Bruno Gabriel L. García
No me mal entiendan, repudio en exceso esa latinada de ver sin desparpajo el culo y tetas, que suelen hacer los varones con síndrome de machos de undécima calaña. Yo prefiero admirar, aunque sea escuetamente un rostro bello, o mejor, la forma de cómo ellas caminan, la soltura, coquetería y sensualidad que explotan a cada paso. Como también la forma de cómo cae y mueven sus cabellos, la finitez de sus manos, el olor dulce con que inundan ambientes con su sola presencia, la gracilidad con que bajan una escalera, viéndote y haciéndolo tan sensualmente que solo basta con su beso en la mejilla al saludo o su simple voz en un -hola-, para amarlas por un par de vidas.
Son esos detalles que hacen que uno ame a las mujeres, con todas sus grandilocuencias. Pues ellas no solo son hermosas, sino inteligentes; han logrado (En toda esta era de patriarcados decadentes), mandar y hacer cuanto quieran. Ensalzar todo cuando las rodea, con tal gracia que Troya no hubiera sido nada sin su Elena; o el Quijote, que hubiera sido solo un simple loco si Dulcinea no hubiera asomado su ser ese día, en esa taberna, en que ese larguirucho luchador de molinos y que junto a Sancho no hubiera caído a ese lar de ebrios arrechos.
Sofía es eso, esa cosa que exacerba almas y alborotaría a toda Troya (Si aún existiese).
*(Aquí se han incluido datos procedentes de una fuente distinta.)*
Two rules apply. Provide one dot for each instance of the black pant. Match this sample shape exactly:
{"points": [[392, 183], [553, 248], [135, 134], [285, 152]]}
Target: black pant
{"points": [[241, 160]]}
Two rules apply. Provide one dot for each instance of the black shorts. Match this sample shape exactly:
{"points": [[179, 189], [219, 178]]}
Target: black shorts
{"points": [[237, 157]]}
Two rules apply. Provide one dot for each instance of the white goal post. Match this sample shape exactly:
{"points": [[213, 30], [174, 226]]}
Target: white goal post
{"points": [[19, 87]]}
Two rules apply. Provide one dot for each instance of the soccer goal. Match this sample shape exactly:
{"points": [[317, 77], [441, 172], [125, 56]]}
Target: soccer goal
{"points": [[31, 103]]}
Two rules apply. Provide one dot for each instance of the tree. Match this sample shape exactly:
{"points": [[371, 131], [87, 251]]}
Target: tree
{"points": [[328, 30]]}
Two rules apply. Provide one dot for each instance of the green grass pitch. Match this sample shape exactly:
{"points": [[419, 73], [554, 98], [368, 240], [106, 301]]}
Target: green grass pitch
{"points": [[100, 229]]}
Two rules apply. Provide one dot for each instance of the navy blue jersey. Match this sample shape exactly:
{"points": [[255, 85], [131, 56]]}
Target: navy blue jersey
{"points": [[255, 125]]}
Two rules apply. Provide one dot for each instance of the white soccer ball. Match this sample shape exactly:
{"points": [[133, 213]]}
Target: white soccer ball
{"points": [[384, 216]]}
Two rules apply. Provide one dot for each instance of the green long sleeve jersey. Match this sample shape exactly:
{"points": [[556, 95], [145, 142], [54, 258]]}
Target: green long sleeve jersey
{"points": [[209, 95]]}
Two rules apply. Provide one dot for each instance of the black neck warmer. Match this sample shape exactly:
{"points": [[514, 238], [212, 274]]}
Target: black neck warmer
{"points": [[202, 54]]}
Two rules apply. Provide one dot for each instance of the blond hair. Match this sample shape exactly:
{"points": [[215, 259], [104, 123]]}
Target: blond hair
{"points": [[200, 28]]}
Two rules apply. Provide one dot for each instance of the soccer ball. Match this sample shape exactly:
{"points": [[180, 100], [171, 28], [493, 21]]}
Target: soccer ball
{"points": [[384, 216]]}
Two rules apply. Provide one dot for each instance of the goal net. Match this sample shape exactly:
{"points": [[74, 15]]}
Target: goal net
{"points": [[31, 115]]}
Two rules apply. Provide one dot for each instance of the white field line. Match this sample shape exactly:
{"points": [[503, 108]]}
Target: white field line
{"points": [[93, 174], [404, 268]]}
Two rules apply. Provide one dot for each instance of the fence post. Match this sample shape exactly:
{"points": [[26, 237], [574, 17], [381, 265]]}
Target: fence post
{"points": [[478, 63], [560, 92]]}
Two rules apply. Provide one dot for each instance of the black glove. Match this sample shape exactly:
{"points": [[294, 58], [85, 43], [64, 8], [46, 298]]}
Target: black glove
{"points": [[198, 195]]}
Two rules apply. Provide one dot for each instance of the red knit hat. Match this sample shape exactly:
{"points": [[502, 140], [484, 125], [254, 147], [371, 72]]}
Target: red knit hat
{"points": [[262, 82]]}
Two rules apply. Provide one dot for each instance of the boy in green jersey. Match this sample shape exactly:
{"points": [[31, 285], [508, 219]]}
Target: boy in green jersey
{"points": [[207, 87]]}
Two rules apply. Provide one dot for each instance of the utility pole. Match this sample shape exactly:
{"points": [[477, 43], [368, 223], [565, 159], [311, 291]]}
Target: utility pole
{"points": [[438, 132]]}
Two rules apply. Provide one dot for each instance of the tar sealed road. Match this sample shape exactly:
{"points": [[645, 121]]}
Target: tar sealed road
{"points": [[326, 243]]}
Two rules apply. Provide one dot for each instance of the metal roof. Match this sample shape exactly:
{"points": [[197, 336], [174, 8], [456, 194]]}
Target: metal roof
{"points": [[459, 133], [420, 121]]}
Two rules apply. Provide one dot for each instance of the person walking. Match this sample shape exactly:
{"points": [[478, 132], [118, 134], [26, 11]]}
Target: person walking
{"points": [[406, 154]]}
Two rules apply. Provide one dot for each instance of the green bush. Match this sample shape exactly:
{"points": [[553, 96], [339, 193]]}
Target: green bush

Por ella es que trasluzco en una suerte de Quijote sin Sancho; pero capaz de liar -en este caso, en esta era-, con fábricas enteras.
Sofía, mi querida Sofi (como siempre la he llamado y he de hacer), con sus grandes ojos y sus manitas delicadas… y la sensualidad a flor de piel, encantando a cada varón que la llega a conocer. Pues, su dulce voz y la viveza e inteligencia en ella bastan para fulminar a uno, en un tiro a quemarropa y en la cabeza.
Ella siempre ha sido así. Desde que la conocí, sé, siempre lo será. Pero ahora otro anda a su lado; ese maldito afortunado quizá no sepa lo que tenga entre manos. Quizá no la conozca la mitad de que ella y yo sabemos uno del otro, de lado a lado. Pero ¡Diablos! Que ella solo ve mi amistad y algunos juegos de pareja que usa para manipularme como títere en baladí de amores.
No la reprocho, sin embargo; pues ella sabe que la amo y juega con ello, lo aprovecha… y me gusta.
Mañana la veré al ocaso, por ahora solo contento mi amanecer con coger mi antigua máquina de escribir, un par de cajetillas de tabaco y algún aguardiente, del bueno; y jugar a escribidor de los años cincuenta. Ponerme a relatar como antes lo hizo Bukowski en algún motelillo, de sórdidos pasillos y putas en esquinas.
Mañana la veré al ocaso, espero poder robarle otro beso.